Sequential trainer

Train agents sequentially (i.e., one after the other in each interaction with the environment).



Concept

Sequential trainer Sequential trainer

Usage

from skrl.trainers.torch import SequentialTrainer

# assuming there is an environment called 'env'
# and an agent or a list of agents called 'agents'

# create a sequential trainer
cfg = {"timesteps": 50000, "headless": False}
trainer = SequentialTrainer(env=env, agents=agents, cfg=cfg)

# train the agent(s)
trainer.train()

# evaluate the agent(s)
trainer.eval()

Configuration

Dataclass

    pytorch    

    jax    

    warp    

SequentialTrainerCfg

SequentialTrainerCfg

SequentialTrainerCfg

SequentialTrainerCfg


API


PyTorch

SequentialTrainerCfg

Configuration for the sequential trainer.

SequentialTrainer

Sequential trainer.

class skrl.trainers.torch.sequential.SequentialTrainerCfg(*, timesteps: int = 100000, headless: bool = False, render_interval: int = 1, disable_progressbar: bool | None = False, close_environment_at_exit: bool = True, environment_info: str = 'episode', stochastic_evaluation: bool = False)[source]

Bases: TrainerCfg

Configuration for the sequential trainer.

Methods:

expand()

Expand the configuration.

validate()

Validate the configuration.

Attributes:

close_environment_at_exit

Whether to close the environment on normal program termination.

disable_progressbar

Whether to disable the progressbar.

environment_info

Key used to get and log environment info.

headless

Whether to run in headless mode (do not call env.render()).

render_interval

Interval (in timesteps) for rendering the environments.

stochastic_evaluation

Whether to use actions rather than (deterministic) mean actions during evaluation.

timesteps

Number of timesteps to train/evaluate for.

expand() None[source]

Expand the configuration.

validate() bool[source]

Validate the configuration.

close_environment_at_exit: bool = True

Whether to close the environment on normal program termination.
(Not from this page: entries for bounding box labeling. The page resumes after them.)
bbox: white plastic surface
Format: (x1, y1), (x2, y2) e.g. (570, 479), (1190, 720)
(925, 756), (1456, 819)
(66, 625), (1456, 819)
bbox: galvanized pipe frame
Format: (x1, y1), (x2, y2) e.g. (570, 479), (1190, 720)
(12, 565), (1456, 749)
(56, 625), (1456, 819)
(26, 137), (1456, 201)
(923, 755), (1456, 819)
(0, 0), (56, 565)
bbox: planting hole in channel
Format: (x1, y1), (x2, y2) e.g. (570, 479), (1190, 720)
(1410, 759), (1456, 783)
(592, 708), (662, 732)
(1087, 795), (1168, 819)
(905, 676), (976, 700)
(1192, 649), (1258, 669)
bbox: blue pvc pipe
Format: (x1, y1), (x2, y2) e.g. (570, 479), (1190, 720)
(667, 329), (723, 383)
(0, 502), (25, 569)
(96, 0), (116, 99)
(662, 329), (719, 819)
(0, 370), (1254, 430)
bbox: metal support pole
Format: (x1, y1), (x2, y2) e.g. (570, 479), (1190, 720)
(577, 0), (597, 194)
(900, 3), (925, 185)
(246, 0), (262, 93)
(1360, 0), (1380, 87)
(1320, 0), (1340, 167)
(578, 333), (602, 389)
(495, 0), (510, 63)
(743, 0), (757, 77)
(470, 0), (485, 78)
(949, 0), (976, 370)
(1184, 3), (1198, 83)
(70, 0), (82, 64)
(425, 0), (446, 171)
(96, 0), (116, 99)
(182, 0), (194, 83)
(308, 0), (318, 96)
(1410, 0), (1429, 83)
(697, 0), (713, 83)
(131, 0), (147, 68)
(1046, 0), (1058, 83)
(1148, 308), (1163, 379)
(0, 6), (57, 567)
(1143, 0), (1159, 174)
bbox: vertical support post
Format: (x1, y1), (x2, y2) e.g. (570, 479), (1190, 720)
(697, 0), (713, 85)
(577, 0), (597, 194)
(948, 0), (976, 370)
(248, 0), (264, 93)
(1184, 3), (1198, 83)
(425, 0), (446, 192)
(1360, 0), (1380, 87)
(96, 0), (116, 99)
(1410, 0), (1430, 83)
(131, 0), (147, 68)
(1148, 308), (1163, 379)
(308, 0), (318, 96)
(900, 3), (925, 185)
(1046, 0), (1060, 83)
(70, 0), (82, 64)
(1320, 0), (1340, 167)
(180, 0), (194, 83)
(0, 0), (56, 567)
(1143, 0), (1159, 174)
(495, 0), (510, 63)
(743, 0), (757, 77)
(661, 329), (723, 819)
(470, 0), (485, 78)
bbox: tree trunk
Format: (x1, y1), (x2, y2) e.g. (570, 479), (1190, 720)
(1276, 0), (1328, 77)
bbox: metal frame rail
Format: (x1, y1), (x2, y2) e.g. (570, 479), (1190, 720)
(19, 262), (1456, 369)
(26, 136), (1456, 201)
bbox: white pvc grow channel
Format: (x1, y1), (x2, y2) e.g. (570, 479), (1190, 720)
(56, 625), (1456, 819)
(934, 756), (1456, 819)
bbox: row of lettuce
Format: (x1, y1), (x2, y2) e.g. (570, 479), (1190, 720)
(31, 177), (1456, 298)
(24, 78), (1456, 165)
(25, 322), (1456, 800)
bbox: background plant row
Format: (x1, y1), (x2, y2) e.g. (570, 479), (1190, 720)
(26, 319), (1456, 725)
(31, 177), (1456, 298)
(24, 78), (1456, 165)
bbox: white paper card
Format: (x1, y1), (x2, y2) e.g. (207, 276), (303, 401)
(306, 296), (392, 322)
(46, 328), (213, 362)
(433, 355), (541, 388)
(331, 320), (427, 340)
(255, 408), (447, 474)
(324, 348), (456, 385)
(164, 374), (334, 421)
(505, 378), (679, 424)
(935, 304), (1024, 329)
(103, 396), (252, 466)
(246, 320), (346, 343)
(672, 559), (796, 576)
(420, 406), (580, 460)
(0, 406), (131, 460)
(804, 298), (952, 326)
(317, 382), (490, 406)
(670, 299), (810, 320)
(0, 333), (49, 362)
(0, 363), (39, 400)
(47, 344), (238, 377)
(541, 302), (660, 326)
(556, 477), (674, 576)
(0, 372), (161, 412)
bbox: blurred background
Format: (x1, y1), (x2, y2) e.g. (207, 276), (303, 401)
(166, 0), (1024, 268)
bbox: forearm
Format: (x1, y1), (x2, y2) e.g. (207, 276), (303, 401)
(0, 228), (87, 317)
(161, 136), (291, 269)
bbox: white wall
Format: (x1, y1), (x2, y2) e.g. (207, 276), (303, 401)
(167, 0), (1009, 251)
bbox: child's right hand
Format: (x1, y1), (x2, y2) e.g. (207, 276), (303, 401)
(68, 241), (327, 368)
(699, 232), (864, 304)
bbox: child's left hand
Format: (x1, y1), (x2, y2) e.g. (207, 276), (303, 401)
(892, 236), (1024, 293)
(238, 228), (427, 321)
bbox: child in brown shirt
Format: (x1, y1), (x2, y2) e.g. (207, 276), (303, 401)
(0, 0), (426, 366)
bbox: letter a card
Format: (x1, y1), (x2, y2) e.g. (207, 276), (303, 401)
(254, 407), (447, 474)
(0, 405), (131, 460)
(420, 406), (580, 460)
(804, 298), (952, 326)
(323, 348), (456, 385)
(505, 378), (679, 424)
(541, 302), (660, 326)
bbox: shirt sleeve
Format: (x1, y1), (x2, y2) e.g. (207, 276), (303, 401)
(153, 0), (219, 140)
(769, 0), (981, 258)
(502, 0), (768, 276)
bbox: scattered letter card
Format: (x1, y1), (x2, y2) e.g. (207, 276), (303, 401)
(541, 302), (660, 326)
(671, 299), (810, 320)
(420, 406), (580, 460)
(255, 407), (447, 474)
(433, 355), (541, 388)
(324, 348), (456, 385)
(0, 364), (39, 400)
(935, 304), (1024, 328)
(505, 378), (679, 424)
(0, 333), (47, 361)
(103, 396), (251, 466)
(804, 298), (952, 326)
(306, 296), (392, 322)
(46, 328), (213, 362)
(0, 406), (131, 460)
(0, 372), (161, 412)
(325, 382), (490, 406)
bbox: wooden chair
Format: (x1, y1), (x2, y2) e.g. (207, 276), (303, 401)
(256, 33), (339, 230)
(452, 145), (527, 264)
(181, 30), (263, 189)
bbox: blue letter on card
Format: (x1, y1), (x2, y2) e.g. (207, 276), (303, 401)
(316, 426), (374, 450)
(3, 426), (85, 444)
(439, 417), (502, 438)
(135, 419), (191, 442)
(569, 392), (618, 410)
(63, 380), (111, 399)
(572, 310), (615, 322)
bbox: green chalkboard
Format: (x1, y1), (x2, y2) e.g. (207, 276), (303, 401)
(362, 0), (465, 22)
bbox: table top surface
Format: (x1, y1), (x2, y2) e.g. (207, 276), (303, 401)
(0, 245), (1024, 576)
disable_progressbar: bool | None = False

Whether to disable the progressbar. If None, disable on non-TTY.

environment_info: str = 'episode'

Key used to get and log environment info.

headless: bool = False

Whether to run in headless mode (do not call env.render()).

render_interval: int = 1

Interval (in timesteps) for rendering the environments. Only effective if headless is False.
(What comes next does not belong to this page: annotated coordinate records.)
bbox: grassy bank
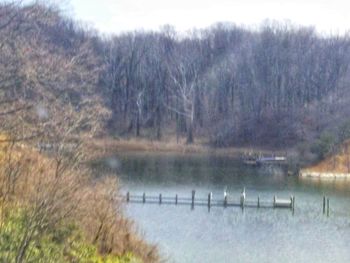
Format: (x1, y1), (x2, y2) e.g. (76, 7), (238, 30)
(85, 137), (285, 159)
(0, 136), (159, 263)
(300, 140), (350, 178)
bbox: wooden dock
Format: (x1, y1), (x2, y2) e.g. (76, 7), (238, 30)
(125, 190), (295, 212)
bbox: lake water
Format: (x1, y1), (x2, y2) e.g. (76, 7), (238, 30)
(97, 153), (350, 263)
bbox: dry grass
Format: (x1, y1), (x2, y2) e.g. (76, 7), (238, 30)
(85, 136), (282, 160)
(0, 137), (159, 262)
(303, 141), (350, 173)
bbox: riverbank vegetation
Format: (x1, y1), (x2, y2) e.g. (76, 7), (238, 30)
(0, 2), (159, 262)
(0, 2), (350, 262)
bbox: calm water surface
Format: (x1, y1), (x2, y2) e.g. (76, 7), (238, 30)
(98, 154), (350, 263)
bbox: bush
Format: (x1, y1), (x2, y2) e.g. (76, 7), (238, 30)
(311, 132), (337, 160)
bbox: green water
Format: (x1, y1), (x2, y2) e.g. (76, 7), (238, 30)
(94, 153), (350, 263)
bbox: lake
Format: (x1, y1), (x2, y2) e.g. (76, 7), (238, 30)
(99, 153), (350, 263)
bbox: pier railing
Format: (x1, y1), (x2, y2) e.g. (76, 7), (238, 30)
(122, 190), (330, 217)
(125, 190), (295, 211)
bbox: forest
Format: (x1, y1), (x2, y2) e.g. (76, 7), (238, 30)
(0, 2), (350, 151)
(0, 2), (350, 262)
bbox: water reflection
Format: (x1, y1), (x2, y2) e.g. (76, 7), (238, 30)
(95, 154), (350, 263)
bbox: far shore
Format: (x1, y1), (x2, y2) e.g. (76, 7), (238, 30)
(86, 137), (285, 159)
(299, 170), (350, 179)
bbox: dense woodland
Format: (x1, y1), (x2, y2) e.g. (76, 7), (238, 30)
(0, 2), (350, 152)
(0, 2), (350, 262)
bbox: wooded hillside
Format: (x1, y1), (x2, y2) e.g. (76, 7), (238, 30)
(0, 1), (350, 153)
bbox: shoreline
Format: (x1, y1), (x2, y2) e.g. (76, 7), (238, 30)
(85, 137), (287, 159)
(299, 170), (350, 179)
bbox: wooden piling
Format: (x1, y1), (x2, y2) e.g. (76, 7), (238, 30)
(327, 198), (329, 217)
(208, 193), (212, 209)
(240, 195), (245, 209)
(191, 190), (196, 209)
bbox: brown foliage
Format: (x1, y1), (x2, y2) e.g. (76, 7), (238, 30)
(0, 139), (158, 262)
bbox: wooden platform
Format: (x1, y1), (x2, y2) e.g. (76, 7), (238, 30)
(125, 191), (295, 211)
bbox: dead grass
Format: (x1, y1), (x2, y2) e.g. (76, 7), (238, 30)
(85, 136), (282, 160)
(303, 140), (350, 173)
(0, 137), (159, 262)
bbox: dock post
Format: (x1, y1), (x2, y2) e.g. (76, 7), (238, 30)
(240, 195), (245, 209)
(208, 193), (213, 212)
(322, 196), (326, 214)
(208, 193), (212, 208)
(191, 190), (196, 209)
(327, 198), (329, 217)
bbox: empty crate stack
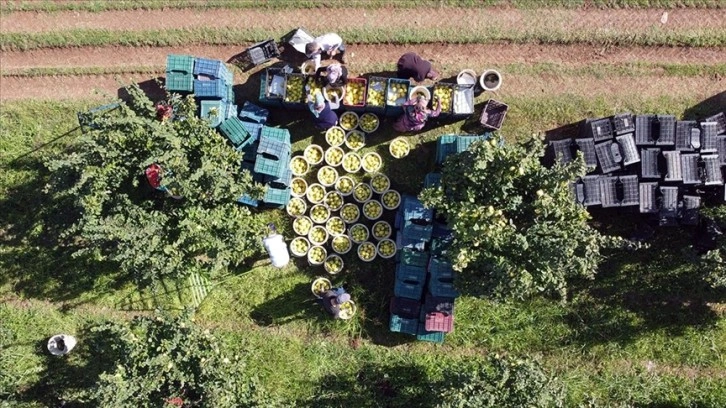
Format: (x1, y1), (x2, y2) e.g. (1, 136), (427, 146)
(549, 112), (726, 226)
(193, 58), (237, 127)
(389, 195), (458, 343)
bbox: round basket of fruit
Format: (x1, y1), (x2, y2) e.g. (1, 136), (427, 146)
(356, 242), (376, 262)
(290, 237), (310, 257)
(338, 300), (358, 320)
(318, 166), (338, 187)
(290, 177), (308, 197)
(340, 111), (358, 130)
(348, 224), (368, 244)
(363, 200), (383, 220)
(292, 215), (313, 236)
(290, 156), (310, 176)
(335, 176), (355, 197)
(323, 191), (343, 211)
(323, 254), (343, 275)
(310, 204), (330, 224)
(325, 147), (345, 167)
(376, 238), (396, 259)
(325, 217), (345, 237)
(303, 145), (324, 166)
(361, 152), (383, 173)
(343, 152), (361, 173)
(340, 203), (360, 224)
(388, 137), (411, 159)
(325, 126), (345, 147)
(371, 173), (391, 194)
(345, 130), (366, 150)
(308, 225), (328, 245)
(381, 190), (401, 210)
(285, 197), (308, 217)
(358, 112), (381, 133)
(308, 246), (328, 265)
(305, 183), (325, 204)
(331, 235), (353, 255)
(310, 278), (333, 298)
(371, 221), (393, 241)
(353, 183), (373, 203)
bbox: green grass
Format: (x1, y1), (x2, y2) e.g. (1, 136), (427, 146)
(0, 24), (726, 51)
(0, 86), (726, 407)
(0, 0), (726, 13)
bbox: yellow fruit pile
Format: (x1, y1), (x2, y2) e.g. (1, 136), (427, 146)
(343, 80), (366, 105)
(285, 75), (304, 103)
(433, 85), (454, 112)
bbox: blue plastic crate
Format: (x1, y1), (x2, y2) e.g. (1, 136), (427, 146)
(424, 173), (441, 188)
(398, 194), (434, 222)
(194, 58), (232, 80)
(262, 184), (290, 206)
(427, 256), (454, 282)
(396, 248), (429, 268)
(429, 277), (459, 298)
(166, 54), (194, 75)
(388, 297), (421, 319)
(219, 117), (251, 148)
(164, 72), (194, 92)
(396, 263), (426, 284)
(384, 78), (411, 117)
(194, 79), (227, 99)
(393, 279), (424, 300)
(240, 120), (262, 143)
(260, 126), (290, 145)
(436, 135), (458, 164)
(401, 220), (434, 241)
(365, 76), (388, 115)
(239, 101), (270, 125)
(456, 136), (486, 153)
(237, 194), (260, 208)
(199, 101), (226, 127)
(416, 323), (446, 344)
(388, 314), (418, 336)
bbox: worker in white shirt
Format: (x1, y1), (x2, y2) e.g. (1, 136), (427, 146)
(305, 33), (347, 70)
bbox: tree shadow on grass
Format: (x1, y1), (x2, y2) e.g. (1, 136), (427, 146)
(566, 223), (726, 345)
(302, 363), (438, 408)
(0, 156), (125, 304)
(12, 326), (119, 408)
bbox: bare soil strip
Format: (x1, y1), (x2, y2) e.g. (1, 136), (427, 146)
(0, 7), (726, 34)
(0, 74), (726, 102)
(0, 44), (726, 71)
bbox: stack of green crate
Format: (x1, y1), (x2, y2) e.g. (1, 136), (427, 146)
(166, 54), (194, 92)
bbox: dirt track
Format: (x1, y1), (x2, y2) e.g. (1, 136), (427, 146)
(0, 8), (726, 33)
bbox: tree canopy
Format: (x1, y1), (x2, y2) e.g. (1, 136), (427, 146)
(46, 85), (264, 283)
(420, 137), (608, 299)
stochastic_evaluation: bool = False

Whether to use actions rather than (deterministic) mean actions during evaluation.

timesteps: int = 100000

Number of timesteps to train/evaluate for.

class skrl.trainers.torch.sequential.SequentialTrainer(*, env: Wrapper | MultiAgentEnvWrapper, agents: Agent | MultiAgent | list[Agent] | list[MultiAgent], scopes: list[int] | None = None, cfg: SequentialTrainerCfg | dict = {})[source]

Bases: Trainer

Sequential trainer.

Train agents sequentially, i.e., one after the other, in each interaction with the environment.

Parameters:
  • env – Environment to train/evaluate on.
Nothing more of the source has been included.